Legal requirements in United States

Under federal law, your reverse payment agreement must comply with FTC reporting requirements mandated by the Medicare Prescription Drug, Improvement, and Modernization Act. You must file detailed reports with the FTC and DOJ within 30 days of execution, disclosing all terms including payment amounts, restricted activities, and market entry dates. The agreement must satisfy Sherman Antitrust Act provisions by avoiding unreasonable restraints on trade and ensuring that any market division reflects legitimate patent scope. You need to structure payment terms to withstand Clayton Act scrutiny, particularly regarding potential monopolization effects. Additionally, your agreement must align with FDA regulations governing ANDA approvals and comply with any court-ordered timelines from underlying patent litigation. Consider including provisions for regulatory approval contingencies and ensure that your settlement terms don't conflict with existing consent decrees or FTC enforcement actions.

GOVERNING LAW

Applicable law

This Reverse Payment Agreement is drafted to comply with United States law. Key legislation includes:

Sherman Antitrust Act: Primary federal antitrust law that prohibits anticompetitive business practices and monopolistic conduct. Critical for ensuring reverse payment agreements don't violate antitrust provisions.

Federal Trade Commission Act: Empowers the FTC to prevent unfair methods of competition and deceptive practices. Key in regulating and monitoring reverse payment agreements.

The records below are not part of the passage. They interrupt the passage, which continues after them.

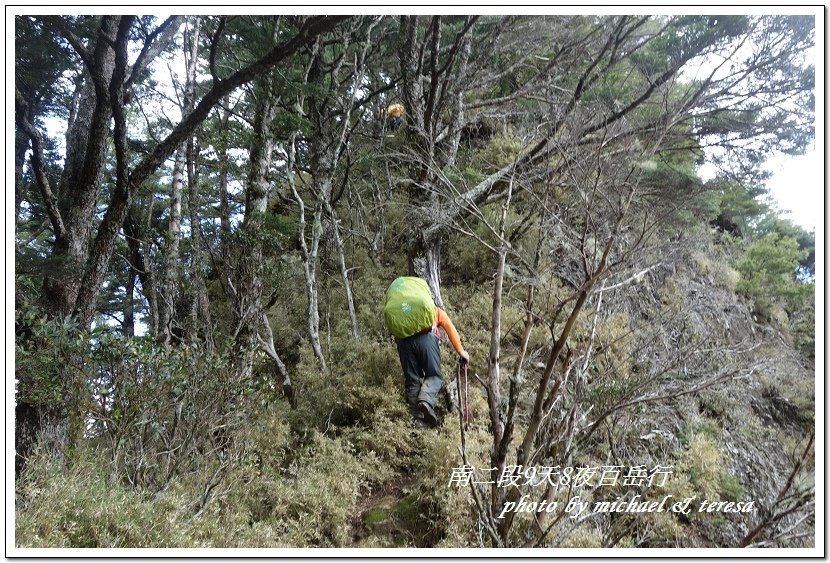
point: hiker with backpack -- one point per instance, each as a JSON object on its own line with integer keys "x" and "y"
{"x": 413, "y": 318}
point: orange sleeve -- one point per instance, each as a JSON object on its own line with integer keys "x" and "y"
{"x": 445, "y": 323}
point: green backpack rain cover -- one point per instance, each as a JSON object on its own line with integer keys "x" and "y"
{"x": 408, "y": 308}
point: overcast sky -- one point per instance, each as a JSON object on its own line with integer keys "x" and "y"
{"x": 798, "y": 186}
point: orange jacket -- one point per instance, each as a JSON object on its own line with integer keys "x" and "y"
{"x": 444, "y": 322}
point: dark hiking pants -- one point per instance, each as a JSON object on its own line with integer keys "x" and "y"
{"x": 421, "y": 363}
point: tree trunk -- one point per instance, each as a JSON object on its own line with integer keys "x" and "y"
{"x": 170, "y": 270}
{"x": 87, "y": 141}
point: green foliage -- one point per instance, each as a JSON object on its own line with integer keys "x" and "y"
{"x": 768, "y": 273}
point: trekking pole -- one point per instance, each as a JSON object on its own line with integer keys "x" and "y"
{"x": 465, "y": 403}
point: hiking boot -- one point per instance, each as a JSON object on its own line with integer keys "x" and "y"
{"x": 429, "y": 414}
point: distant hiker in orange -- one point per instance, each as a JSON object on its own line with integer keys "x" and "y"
{"x": 395, "y": 114}
{"x": 413, "y": 318}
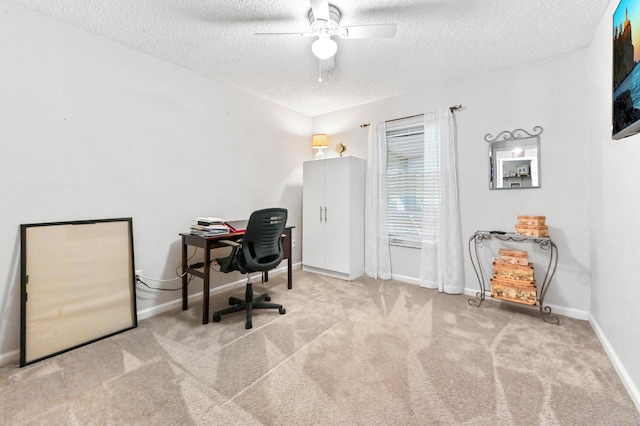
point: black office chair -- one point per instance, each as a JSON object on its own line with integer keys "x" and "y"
{"x": 259, "y": 250}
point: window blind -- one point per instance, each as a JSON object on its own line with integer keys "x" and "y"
{"x": 413, "y": 173}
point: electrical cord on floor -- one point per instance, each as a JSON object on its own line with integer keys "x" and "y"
{"x": 179, "y": 277}
{"x": 157, "y": 288}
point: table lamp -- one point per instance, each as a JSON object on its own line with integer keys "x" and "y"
{"x": 320, "y": 142}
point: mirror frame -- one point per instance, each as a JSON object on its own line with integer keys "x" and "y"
{"x": 507, "y": 141}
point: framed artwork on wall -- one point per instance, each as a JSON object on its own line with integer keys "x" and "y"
{"x": 626, "y": 75}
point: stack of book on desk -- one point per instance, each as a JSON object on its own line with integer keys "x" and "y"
{"x": 209, "y": 226}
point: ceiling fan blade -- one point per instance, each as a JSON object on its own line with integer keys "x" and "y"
{"x": 296, "y": 34}
{"x": 369, "y": 31}
{"x": 320, "y": 9}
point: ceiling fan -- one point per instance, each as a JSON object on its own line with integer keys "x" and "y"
{"x": 325, "y": 23}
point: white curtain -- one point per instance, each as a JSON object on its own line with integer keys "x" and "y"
{"x": 441, "y": 263}
{"x": 377, "y": 262}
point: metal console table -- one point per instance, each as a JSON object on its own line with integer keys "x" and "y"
{"x": 478, "y": 239}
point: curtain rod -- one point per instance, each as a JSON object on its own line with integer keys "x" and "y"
{"x": 452, "y": 109}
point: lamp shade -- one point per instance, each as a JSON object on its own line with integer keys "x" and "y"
{"x": 320, "y": 140}
{"x": 324, "y": 48}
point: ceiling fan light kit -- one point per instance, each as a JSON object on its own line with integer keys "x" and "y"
{"x": 324, "y": 20}
{"x": 324, "y": 48}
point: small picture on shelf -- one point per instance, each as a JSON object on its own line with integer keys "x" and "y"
{"x": 522, "y": 171}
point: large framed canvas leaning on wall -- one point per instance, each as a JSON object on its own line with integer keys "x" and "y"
{"x": 626, "y": 73}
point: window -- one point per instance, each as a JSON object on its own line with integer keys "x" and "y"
{"x": 413, "y": 196}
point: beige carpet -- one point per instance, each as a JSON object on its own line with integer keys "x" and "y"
{"x": 346, "y": 353}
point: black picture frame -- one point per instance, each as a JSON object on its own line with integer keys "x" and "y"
{"x": 77, "y": 285}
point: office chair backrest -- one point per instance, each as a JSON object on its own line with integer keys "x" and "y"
{"x": 262, "y": 241}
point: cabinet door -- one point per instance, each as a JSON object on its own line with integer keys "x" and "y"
{"x": 313, "y": 189}
{"x": 337, "y": 217}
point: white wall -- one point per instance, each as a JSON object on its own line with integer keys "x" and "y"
{"x": 615, "y": 209}
{"x": 91, "y": 129}
{"x": 549, "y": 93}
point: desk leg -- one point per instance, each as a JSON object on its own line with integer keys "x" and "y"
{"x": 185, "y": 280}
{"x": 287, "y": 255}
{"x": 205, "y": 284}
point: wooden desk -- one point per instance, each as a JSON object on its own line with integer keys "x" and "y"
{"x": 208, "y": 243}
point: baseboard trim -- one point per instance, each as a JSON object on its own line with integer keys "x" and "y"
{"x": 631, "y": 387}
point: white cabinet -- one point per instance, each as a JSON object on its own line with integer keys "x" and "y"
{"x": 333, "y": 217}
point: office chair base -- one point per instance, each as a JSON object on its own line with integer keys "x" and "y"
{"x": 248, "y": 304}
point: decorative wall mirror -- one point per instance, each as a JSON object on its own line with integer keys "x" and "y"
{"x": 514, "y": 159}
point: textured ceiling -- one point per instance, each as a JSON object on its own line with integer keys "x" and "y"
{"x": 436, "y": 41}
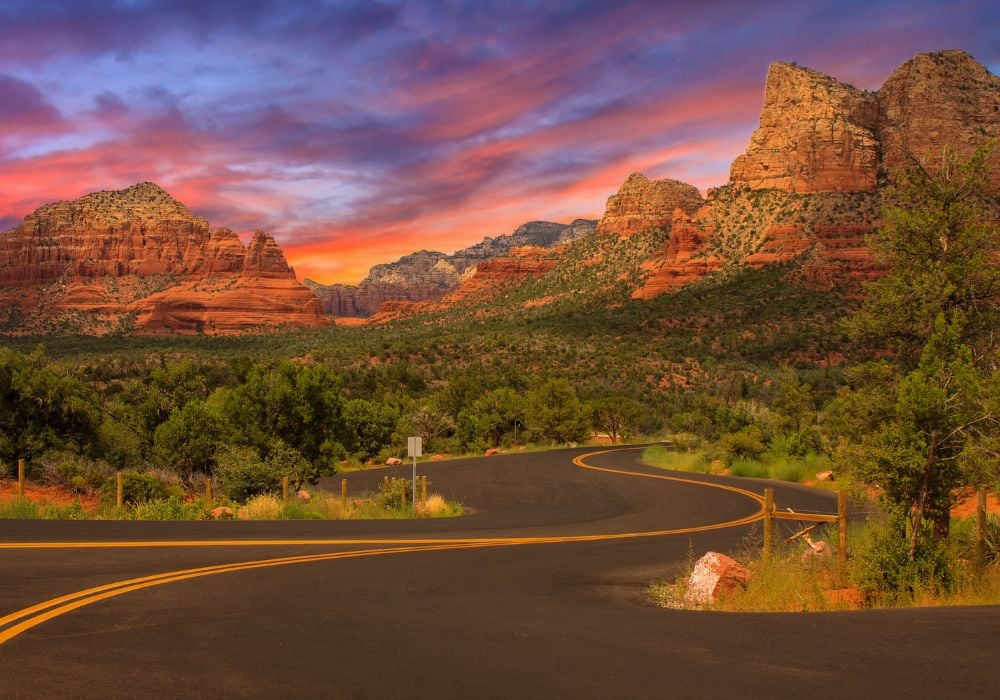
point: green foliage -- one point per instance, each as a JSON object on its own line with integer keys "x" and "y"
{"x": 300, "y": 404}
{"x": 171, "y": 508}
{"x": 909, "y": 427}
{"x": 41, "y": 408}
{"x": 555, "y": 414}
{"x": 664, "y": 458}
{"x": 73, "y": 472}
{"x": 242, "y": 473}
{"x": 885, "y": 570}
{"x": 137, "y": 487}
{"x": 938, "y": 241}
{"x": 743, "y": 444}
{"x": 369, "y": 426}
{"x": 618, "y": 416}
{"x": 392, "y": 491}
{"x": 187, "y": 441}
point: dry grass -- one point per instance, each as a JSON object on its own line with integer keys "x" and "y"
{"x": 325, "y": 506}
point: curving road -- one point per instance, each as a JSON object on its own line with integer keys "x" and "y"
{"x": 538, "y": 592}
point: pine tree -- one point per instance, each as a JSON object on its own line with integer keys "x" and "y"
{"x": 913, "y": 422}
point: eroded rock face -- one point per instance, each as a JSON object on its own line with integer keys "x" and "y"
{"x": 428, "y": 275}
{"x": 137, "y": 260}
{"x": 641, "y": 204}
{"x": 816, "y": 134}
{"x": 685, "y": 258}
{"x": 938, "y": 100}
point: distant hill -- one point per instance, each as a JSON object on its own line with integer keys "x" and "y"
{"x": 807, "y": 191}
{"x": 137, "y": 261}
{"x": 427, "y": 275}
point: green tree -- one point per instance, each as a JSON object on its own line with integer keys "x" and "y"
{"x": 555, "y": 414}
{"x": 618, "y": 416}
{"x": 369, "y": 426}
{"x": 922, "y": 415}
{"x": 188, "y": 440}
{"x": 300, "y": 405}
{"x": 41, "y": 409}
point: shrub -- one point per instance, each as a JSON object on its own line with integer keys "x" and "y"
{"x": 884, "y": 572}
{"x": 261, "y": 507}
{"x": 391, "y": 490}
{"x": 243, "y": 474}
{"x": 746, "y": 443}
{"x": 172, "y": 508}
{"x": 73, "y": 472}
{"x": 137, "y": 487}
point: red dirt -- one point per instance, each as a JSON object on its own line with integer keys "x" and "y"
{"x": 50, "y": 495}
{"x": 965, "y": 505}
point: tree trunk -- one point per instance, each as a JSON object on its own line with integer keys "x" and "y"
{"x": 917, "y": 517}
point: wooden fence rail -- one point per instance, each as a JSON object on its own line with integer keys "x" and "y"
{"x": 771, "y": 514}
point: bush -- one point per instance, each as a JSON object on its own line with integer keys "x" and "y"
{"x": 73, "y": 472}
{"x": 172, "y": 508}
{"x": 746, "y": 443}
{"x": 391, "y": 490}
{"x": 794, "y": 444}
{"x": 883, "y": 571}
{"x": 243, "y": 474}
{"x": 137, "y": 487}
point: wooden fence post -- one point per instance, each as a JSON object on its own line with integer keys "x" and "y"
{"x": 981, "y": 530}
{"x": 841, "y": 533}
{"x": 768, "y": 522}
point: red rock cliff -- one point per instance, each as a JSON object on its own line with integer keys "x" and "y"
{"x": 138, "y": 260}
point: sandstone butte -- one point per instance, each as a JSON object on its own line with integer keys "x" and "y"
{"x": 137, "y": 260}
{"x": 824, "y": 150}
{"x": 429, "y": 275}
{"x": 807, "y": 186}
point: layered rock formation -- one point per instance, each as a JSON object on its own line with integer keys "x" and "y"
{"x": 137, "y": 260}
{"x": 938, "y": 100}
{"x": 427, "y": 275}
{"x": 641, "y": 204}
{"x": 808, "y": 185}
{"x": 817, "y": 134}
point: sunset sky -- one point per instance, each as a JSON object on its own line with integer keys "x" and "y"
{"x": 356, "y": 132}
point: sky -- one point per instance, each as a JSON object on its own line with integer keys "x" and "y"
{"x": 357, "y": 132}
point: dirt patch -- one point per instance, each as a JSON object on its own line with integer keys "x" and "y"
{"x": 965, "y": 504}
{"x": 48, "y": 495}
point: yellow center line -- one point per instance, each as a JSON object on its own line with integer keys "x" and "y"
{"x": 35, "y": 615}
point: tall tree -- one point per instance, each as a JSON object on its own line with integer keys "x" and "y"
{"x": 913, "y": 421}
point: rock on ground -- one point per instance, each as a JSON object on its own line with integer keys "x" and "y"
{"x": 714, "y": 575}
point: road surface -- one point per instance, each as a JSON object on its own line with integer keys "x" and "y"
{"x": 539, "y": 592}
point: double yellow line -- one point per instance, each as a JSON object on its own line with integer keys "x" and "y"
{"x": 15, "y": 623}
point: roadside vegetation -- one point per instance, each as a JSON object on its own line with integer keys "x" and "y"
{"x": 914, "y": 424}
{"x": 759, "y": 374}
{"x": 879, "y": 573}
{"x": 159, "y": 496}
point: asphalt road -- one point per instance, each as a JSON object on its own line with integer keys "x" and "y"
{"x": 538, "y": 592}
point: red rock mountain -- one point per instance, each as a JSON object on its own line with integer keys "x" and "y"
{"x": 808, "y": 188}
{"x": 137, "y": 260}
{"x": 817, "y": 134}
{"x": 428, "y": 275}
{"x": 809, "y": 182}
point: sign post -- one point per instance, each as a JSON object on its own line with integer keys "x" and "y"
{"x": 414, "y": 448}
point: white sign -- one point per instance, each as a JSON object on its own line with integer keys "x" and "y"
{"x": 415, "y": 447}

Clayton Act: Supplements the Sherman Act by prohibiting specific anticompetitive practices. Relevant for reviewing the competitive effects of reverse payment agreements.

Hatch-Waxman Act: Drug Price Competition and Patent Term Restoration Act - Establishes framework for generic drug approval and patent challenges, fundamental to reverse payment agreement context.

Patent Act (35 U.S.C.): Federal patent law governing patent rights and enforcement, essential for understanding the underlying patent disputes in reverse payment agreements.

FTC v. Actavis (2013): Landmark Supreme Court decision establishing that reverse payment agreements are subject to rule of reason analysis under antitrust law.

Medicare Modernization Act of 2003: Requires pharmaceutical companies to file patent settlements with the FTC, including reverse payment agreements.

State Antitrust Laws: Various state-specific antitrust regulations that may affect the enforceability and terms of reverse payment agreements.

Hart-Scott-Rodino Act: Requires companies to file notifications with FTC and DOJ for certain transactions, potentially applicable to significant reverse payment agreements.

FDA Regulations: Federal drug regulations that govern pharmaceutical product approval, marketing, and competition, providing regulatory context for reverse payment agreements.